A tax on financial activities relates to the total sum of profits and remunerations of financial institutions. It would therefore tax corporations, rather than the individual actors involved in a financial transaction.
By contrast, a tax on financial transactions would hit all kinds of capital movement, including equity, bonds and derivatives.
The tax, also referred to as a ‘Tobin Tax’ in honour of James Tobin, who won the Nobel Prize in 1981 for his work on financial markets, was initially aimed at limiting short-term currency speculation.
The Group of 20 most industrialised nations in the world has so far shown much more interest in a FAT than in FTT. The first discussions at EU level on the two options were carried out at the Ecofin Council at the beginning of September on the basis of a European Commission informal document.
The Commission paper endorsing the FAT, to be issued later, is non-binding but could be followed up by formal legislative proposals at a later stage if backed by EU member states at a summit on 28-29 October.
The Commission’s endorsement of an FAT signals the EU executive’s preference for a tax applicable on financial institutions such as banks and insurance companies rather than capital flows.
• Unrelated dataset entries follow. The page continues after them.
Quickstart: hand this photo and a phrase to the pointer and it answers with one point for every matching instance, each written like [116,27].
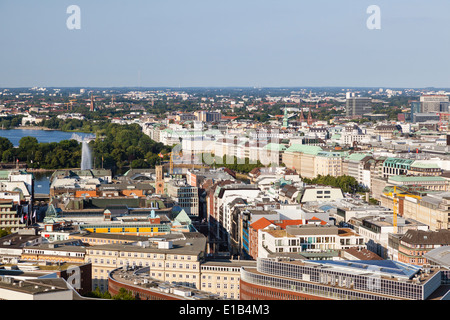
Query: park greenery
[233,163]
[116,147]
[123,294]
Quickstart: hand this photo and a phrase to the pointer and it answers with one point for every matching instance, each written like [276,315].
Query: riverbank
[32,128]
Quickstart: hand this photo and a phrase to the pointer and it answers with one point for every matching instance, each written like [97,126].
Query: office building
[358,106]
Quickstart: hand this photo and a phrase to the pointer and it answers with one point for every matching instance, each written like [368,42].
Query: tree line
[346,183]
[116,147]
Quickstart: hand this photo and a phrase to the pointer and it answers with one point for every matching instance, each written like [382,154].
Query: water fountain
[86,153]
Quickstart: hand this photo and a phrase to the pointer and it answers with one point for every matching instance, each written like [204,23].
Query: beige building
[8,216]
[432,209]
[329,163]
[180,260]
[301,158]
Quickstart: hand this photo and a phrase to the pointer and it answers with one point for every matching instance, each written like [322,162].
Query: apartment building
[310,237]
[280,278]
[302,159]
[185,196]
[10,218]
[415,244]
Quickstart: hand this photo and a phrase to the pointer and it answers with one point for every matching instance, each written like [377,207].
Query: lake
[14,135]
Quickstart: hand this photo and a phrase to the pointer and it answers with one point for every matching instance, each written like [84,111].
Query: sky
[227,43]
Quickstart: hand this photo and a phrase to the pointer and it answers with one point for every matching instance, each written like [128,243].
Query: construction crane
[395,196]
[170,154]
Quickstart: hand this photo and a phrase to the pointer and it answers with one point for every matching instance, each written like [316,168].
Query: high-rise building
[416,107]
[358,106]
[434,103]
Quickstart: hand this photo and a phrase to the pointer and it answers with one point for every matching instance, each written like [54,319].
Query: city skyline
[204,44]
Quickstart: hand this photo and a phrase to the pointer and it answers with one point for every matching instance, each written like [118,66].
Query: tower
[285,119]
[310,119]
[92,103]
[159,186]
[302,117]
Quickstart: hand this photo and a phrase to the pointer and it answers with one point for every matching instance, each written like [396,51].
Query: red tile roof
[261,224]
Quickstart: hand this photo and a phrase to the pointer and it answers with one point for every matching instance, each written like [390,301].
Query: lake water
[14,135]
[42,179]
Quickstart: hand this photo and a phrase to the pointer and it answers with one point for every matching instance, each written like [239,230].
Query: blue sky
[268,43]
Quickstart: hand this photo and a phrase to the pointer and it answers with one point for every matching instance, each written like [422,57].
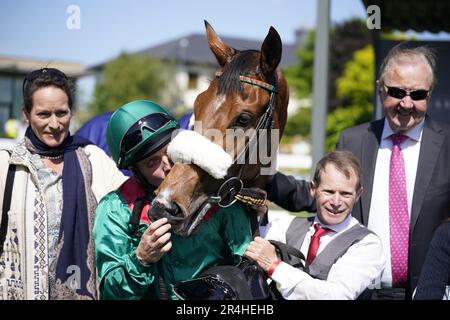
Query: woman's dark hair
[41,78]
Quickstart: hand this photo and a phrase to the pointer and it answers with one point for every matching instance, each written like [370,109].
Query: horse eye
[243,120]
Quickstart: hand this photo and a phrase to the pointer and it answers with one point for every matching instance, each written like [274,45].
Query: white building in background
[195,65]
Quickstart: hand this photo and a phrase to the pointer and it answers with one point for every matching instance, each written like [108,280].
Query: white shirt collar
[335,227]
[414,134]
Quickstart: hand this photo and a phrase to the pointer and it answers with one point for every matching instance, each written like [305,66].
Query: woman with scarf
[55,183]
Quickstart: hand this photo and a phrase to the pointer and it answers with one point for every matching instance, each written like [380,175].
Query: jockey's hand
[155,242]
[262,252]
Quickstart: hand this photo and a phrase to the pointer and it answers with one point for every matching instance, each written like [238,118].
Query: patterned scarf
[74,231]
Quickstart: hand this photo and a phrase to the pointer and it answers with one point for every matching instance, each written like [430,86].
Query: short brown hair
[344,161]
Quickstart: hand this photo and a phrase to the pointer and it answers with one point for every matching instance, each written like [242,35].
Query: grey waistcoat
[322,264]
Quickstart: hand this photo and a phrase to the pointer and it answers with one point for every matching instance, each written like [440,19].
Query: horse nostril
[175,210]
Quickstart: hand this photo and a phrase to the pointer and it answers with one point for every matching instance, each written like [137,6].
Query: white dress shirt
[379,204]
[360,267]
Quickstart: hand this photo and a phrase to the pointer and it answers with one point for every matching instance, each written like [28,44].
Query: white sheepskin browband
[191,147]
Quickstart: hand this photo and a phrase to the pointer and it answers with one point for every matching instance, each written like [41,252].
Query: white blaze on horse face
[219,101]
[164,197]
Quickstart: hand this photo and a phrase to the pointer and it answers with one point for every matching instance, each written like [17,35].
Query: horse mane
[243,63]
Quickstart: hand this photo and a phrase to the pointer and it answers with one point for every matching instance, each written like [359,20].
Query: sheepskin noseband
[191,147]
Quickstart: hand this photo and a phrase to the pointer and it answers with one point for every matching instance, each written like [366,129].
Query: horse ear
[222,52]
[270,52]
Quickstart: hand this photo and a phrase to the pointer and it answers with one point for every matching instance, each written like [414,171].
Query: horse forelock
[243,63]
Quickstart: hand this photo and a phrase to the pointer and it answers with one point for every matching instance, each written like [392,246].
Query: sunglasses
[134,135]
[51,72]
[399,93]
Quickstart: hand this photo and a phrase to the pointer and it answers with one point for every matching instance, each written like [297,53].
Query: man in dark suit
[421,186]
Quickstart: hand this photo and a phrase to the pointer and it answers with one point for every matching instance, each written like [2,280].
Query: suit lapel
[429,151]
[370,144]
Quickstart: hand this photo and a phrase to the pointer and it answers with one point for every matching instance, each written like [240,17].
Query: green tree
[300,76]
[129,77]
[355,90]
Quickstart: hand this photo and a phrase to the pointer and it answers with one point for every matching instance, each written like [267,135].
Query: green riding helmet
[138,129]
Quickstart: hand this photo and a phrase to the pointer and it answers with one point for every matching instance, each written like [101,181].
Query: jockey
[142,259]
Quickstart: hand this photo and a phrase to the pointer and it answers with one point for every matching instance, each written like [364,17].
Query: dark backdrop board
[439,107]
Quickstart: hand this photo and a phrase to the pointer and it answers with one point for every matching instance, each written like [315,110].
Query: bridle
[233,185]
[232,189]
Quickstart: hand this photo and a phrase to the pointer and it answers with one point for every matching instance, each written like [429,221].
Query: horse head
[248,97]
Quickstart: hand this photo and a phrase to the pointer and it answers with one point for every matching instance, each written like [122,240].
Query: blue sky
[37,29]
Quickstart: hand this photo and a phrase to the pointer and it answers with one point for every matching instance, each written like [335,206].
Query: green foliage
[299,124]
[346,38]
[126,78]
[300,76]
[355,89]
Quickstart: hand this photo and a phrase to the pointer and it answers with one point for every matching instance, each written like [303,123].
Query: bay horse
[249,94]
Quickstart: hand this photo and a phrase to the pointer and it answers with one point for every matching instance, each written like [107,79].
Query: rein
[232,188]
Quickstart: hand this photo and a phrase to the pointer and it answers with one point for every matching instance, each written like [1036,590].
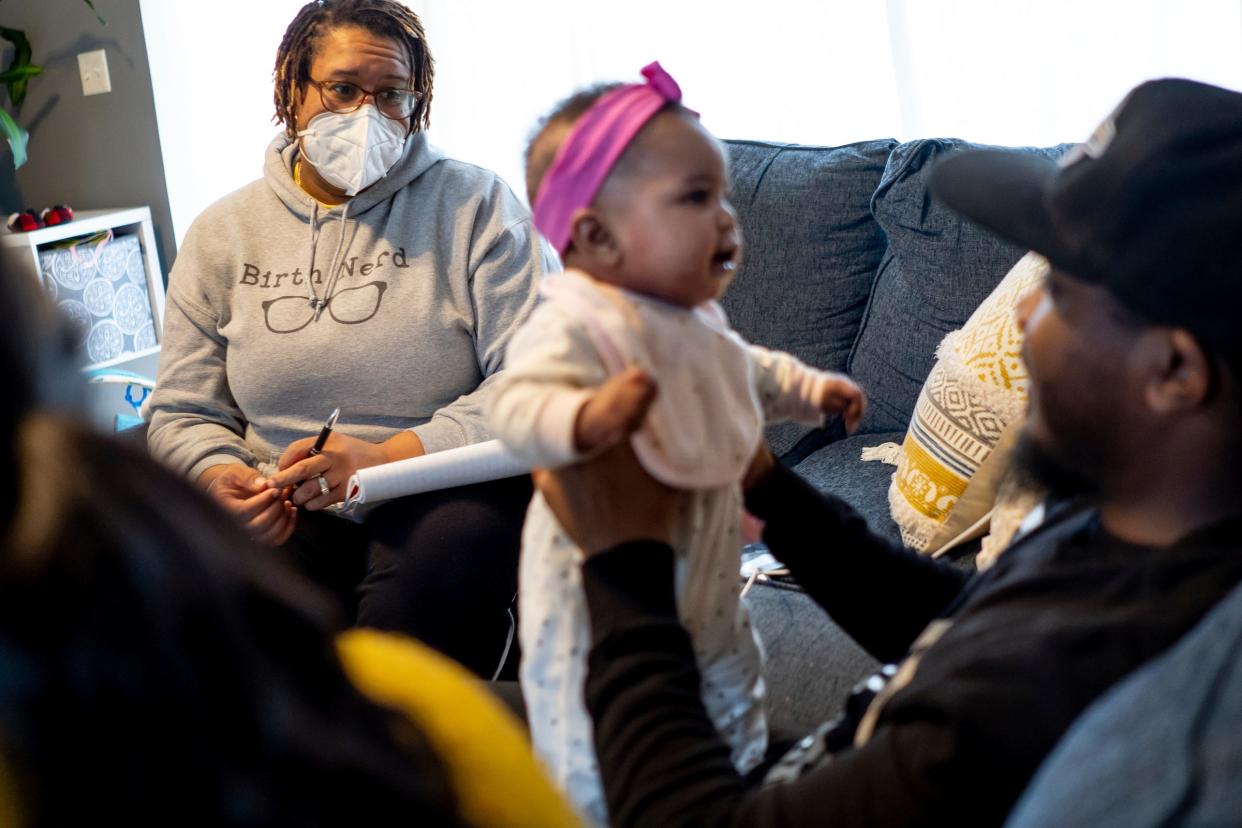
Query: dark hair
[153,663]
[550,132]
[381,18]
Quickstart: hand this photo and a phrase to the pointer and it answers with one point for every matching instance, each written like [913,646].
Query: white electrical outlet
[93,67]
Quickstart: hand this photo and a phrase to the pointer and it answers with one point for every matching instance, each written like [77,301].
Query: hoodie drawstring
[333,273]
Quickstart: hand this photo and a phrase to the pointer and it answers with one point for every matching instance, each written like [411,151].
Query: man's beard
[1037,467]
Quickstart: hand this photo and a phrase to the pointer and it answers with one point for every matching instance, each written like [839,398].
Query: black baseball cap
[1149,206]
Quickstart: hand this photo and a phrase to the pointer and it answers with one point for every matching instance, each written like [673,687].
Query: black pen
[323,432]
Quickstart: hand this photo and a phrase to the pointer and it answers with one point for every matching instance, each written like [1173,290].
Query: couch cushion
[937,270]
[811,250]
[810,663]
[837,469]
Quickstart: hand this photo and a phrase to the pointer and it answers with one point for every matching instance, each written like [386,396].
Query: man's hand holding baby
[614,411]
[836,394]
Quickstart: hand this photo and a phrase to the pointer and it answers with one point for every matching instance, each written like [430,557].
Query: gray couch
[851,267]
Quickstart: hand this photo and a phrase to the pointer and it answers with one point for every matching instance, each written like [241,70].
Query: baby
[634,194]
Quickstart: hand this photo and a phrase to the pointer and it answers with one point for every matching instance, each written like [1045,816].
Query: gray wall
[86,152]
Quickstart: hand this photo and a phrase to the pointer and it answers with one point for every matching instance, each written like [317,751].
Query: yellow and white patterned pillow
[974,399]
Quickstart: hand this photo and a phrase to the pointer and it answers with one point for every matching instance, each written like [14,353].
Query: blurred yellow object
[483,749]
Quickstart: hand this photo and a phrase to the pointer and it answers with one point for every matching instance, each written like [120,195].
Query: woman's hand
[340,457]
[263,512]
[609,500]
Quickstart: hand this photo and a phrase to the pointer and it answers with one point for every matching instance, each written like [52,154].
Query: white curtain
[805,71]
[826,71]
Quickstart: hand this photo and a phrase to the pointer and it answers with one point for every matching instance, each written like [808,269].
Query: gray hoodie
[436,265]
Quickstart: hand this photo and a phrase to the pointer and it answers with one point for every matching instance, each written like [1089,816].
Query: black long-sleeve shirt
[1015,656]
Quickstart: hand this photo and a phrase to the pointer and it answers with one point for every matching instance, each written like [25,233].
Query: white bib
[706,422]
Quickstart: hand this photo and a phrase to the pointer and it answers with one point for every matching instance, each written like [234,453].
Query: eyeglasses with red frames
[344,97]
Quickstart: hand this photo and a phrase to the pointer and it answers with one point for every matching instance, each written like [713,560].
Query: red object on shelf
[25,221]
[57,215]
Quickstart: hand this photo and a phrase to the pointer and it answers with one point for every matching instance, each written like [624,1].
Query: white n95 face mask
[354,150]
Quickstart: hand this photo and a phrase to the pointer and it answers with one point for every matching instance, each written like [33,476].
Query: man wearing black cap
[1134,349]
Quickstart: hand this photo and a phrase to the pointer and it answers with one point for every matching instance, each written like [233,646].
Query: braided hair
[380,18]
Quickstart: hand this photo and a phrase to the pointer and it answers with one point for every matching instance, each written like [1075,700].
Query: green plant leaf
[20,65]
[16,137]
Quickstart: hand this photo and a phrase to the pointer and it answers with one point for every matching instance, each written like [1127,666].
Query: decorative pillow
[965,420]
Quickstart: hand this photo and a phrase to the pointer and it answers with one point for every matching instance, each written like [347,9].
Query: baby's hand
[616,409]
[840,395]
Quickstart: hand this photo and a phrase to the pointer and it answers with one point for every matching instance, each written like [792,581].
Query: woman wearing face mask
[364,271]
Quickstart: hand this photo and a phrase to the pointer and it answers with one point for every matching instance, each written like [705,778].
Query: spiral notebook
[477,463]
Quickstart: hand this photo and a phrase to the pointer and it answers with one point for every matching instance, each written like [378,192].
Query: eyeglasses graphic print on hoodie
[347,306]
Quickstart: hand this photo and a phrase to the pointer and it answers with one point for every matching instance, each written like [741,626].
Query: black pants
[440,566]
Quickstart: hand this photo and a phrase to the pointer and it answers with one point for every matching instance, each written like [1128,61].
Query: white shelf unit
[21,253]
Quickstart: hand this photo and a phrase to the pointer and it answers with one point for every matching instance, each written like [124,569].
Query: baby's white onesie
[714,391]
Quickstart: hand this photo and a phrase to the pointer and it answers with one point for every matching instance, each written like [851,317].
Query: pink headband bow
[593,148]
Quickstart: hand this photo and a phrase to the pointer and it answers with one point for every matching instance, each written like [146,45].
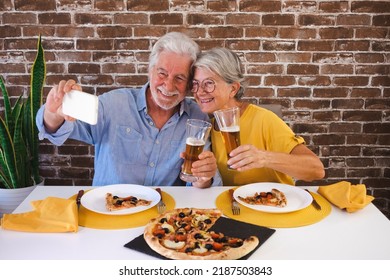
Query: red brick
[337,69]
[294,92]
[259,6]
[352,45]
[110,5]
[6,5]
[37,5]
[135,44]
[99,79]
[336,33]
[302,69]
[166,19]
[334,6]
[301,128]
[315,20]
[378,103]
[146,31]
[268,32]
[315,45]
[353,20]
[84,68]
[365,92]
[75,32]
[84,18]
[205,19]
[297,33]
[114,31]
[376,128]
[381,20]
[251,45]
[149,6]
[327,116]
[15,18]
[278,19]
[381,46]
[370,7]
[54,18]
[218,5]
[363,139]
[311,104]
[330,92]
[314,81]
[226,32]
[118,68]
[265,69]
[370,32]
[242,19]
[279,80]
[299,7]
[351,81]
[329,139]
[94,44]
[278,45]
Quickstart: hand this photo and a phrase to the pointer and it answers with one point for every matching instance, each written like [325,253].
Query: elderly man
[140,133]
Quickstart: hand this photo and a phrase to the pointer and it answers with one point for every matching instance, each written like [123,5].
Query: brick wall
[326,62]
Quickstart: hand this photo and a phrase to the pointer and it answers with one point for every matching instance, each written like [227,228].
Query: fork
[235,205]
[161,207]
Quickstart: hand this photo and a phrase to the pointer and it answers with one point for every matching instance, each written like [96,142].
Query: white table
[363,235]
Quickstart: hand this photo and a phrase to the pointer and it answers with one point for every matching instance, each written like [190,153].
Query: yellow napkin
[346,196]
[52,214]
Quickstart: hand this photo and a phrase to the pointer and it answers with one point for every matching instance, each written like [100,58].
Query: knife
[78,198]
[314,202]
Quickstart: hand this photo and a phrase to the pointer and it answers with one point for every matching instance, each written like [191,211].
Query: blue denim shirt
[129,149]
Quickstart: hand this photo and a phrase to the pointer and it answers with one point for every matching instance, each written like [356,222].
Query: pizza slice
[185,234]
[273,198]
[114,202]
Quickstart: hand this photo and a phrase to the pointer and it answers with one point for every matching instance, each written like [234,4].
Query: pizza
[185,234]
[273,198]
[114,202]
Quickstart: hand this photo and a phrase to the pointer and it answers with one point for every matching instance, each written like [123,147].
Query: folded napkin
[346,196]
[52,214]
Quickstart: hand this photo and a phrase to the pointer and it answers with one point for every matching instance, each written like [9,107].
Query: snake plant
[19,162]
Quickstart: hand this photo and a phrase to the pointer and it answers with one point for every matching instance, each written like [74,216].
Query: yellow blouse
[266,131]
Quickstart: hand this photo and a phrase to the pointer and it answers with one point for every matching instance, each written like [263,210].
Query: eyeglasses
[207,86]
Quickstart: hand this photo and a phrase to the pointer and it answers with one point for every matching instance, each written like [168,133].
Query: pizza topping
[184,234]
[273,198]
[114,202]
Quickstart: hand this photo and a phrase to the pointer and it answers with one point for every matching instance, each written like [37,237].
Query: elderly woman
[269,151]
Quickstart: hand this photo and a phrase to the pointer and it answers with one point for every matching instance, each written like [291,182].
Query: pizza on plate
[184,234]
[114,202]
[273,198]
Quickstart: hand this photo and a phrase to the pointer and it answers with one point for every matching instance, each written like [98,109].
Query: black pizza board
[227,226]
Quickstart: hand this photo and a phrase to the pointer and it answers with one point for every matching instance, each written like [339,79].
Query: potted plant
[19,143]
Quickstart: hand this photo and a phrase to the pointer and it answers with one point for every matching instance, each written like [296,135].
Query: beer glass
[197,132]
[229,124]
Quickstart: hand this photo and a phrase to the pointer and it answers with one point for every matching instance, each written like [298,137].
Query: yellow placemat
[90,219]
[304,217]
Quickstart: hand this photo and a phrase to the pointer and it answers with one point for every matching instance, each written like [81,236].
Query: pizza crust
[229,253]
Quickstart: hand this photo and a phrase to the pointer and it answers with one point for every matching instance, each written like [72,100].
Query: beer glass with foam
[228,121]
[197,132]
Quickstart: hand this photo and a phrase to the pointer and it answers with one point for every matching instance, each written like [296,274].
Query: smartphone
[81,105]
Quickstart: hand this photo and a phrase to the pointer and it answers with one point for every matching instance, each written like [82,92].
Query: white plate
[95,200]
[296,198]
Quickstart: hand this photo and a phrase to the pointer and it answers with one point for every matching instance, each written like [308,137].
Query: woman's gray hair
[225,64]
[175,42]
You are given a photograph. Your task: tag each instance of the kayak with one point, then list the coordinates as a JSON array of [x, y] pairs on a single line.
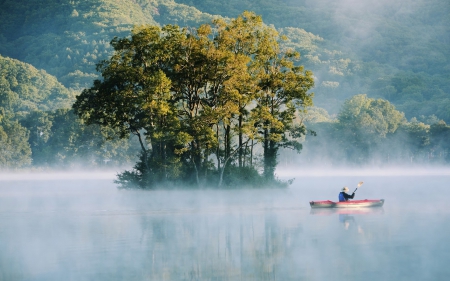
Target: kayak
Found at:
[[347, 204]]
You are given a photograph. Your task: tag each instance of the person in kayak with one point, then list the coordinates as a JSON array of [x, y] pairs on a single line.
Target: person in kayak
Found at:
[[343, 196]]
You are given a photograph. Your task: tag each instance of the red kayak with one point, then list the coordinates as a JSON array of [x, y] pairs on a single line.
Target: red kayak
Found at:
[[347, 204]]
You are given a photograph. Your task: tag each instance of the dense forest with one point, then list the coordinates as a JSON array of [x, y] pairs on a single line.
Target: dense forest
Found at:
[[381, 78]]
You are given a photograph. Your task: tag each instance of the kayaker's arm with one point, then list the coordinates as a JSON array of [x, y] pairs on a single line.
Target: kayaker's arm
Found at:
[[347, 196]]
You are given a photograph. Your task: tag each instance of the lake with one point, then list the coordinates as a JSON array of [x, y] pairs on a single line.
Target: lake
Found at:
[[81, 227]]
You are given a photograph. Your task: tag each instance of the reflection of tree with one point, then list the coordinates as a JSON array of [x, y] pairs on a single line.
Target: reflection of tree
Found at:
[[225, 246]]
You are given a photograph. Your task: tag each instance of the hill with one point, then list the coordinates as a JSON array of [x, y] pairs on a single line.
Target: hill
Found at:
[[391, 50]]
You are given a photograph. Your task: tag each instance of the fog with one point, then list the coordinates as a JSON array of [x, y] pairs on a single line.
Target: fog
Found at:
[[82, 227]]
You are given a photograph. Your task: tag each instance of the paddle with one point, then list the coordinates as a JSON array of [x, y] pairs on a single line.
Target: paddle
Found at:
[[359, 184]]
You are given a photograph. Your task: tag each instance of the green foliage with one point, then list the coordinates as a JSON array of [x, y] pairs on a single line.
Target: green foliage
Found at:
[[23, 88], [15, 151], [188, 92]]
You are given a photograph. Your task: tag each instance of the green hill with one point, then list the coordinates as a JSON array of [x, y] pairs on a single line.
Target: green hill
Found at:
[[391, 50], [23, 89]]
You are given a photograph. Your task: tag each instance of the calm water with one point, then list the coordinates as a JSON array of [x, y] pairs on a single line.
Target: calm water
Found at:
[[84, 228]]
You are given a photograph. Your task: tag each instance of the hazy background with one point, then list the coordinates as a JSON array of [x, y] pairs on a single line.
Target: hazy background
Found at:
[[81, 227]]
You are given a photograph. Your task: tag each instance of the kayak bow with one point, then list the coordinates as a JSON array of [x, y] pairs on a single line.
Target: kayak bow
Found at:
[[347, 204]]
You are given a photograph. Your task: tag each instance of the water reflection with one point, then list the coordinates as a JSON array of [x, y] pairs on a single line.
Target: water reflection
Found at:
[[346, 217], [85, 232]]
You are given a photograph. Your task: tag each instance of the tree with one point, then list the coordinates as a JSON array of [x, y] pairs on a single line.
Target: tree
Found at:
[[188, 92]]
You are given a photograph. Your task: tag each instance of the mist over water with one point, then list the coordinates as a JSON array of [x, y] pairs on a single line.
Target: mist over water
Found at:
[[84, 228]]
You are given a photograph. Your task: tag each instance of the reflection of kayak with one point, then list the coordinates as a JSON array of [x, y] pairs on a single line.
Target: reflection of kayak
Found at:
[[346, 211], [347, 204]]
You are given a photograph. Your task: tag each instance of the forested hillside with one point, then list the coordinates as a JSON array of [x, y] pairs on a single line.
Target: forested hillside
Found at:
[[401, 46], [394, 52]]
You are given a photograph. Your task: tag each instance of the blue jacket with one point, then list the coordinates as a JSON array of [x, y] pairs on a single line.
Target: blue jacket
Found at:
[[344, 196]]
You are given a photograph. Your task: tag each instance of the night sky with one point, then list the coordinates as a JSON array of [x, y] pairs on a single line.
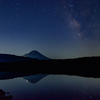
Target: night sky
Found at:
[[55, 28]]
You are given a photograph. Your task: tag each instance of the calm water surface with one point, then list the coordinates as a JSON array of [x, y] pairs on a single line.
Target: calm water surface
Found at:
[[50, 87]]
EU Tax Commissioner Algirdas Šemeta, who is due to announce the measure today, says the tax should be applied at European level, regardless of its possible adoption worldwide.
In contrast, a Financial Transactions Tax (FTT), which is strongly backed by Germany and the European Socialists, would apply to all capital movements but would have been impossible without an agreement at global level, an option which appears highly unlikely.
“At EU level, the Commission recommends that a Financial Activities Tax (FAT) would be the preferable option,” reads the Commission paper, issued this week.
According to the EU executive, the alternative FTT would present “considerable risks, particularly of relocation, in its unilateral introduction”. Meanwhile, “risks are considerably lower with the FAT, because profits and wages are less mobile than trading,” it argues.
The FAT is also deemed more suited to the objective of targeting the financial sector since the tax would apply to corporations instead of all international financial transfers, as would be the case with an FTT.
Brussels estimates that revenues from the application of a FAT at EU level could reach up to €25 billion annually if the tax rate is five per cent. How this money would be used will be subject to further debate should the proposal be approved.
The Commission paper is expected to be debated by the finance ministers of the 27 EU countries at a 19 October meeting in Luxembourg.
EU leaders could then endorse the idea at a Brussels summit on 28-29 October, ahead of the G20 summit in Seoul in mid-November.
EU officials insist that Brussels does not want to give up on an FTT and will continue to push for its introduction at global level.
But the decision has potentially dealt a fatal blow to this option, which enjoys strong backing from the European Socialists. Indeed, G20 leaders have shown little support for the FTT and linking its introduction in Europe to a global consensus could put the final nail in its coffin.
According to Commission estimates, the FTT could generate revenues of up to €60 billion annually if applied worldwide with a 0.1 per cent rate. If the tax were also applied to derivatives, revenue would amount to around €600 billion per year.
The Commission’s arguments for backing a tax on the financial sector are well-known. Brussels considers the sector as a “major cause” of the global financial crisis and notes that it received “substantial government support over the past few years”.
“It should therefore properly contribute to the cost of re-building Europe’s economies and bolstering public finances,” reads the Commission paper.
Moreover, the financial sector is currently exempted from value added tax. Applying some form of taxation would therefore “ensure that this sector is not under-taxed compared to others,” the Commission argues.
The proposal comes as the EU is also considering a bank levy to fund future possible bailouts in the banking sector.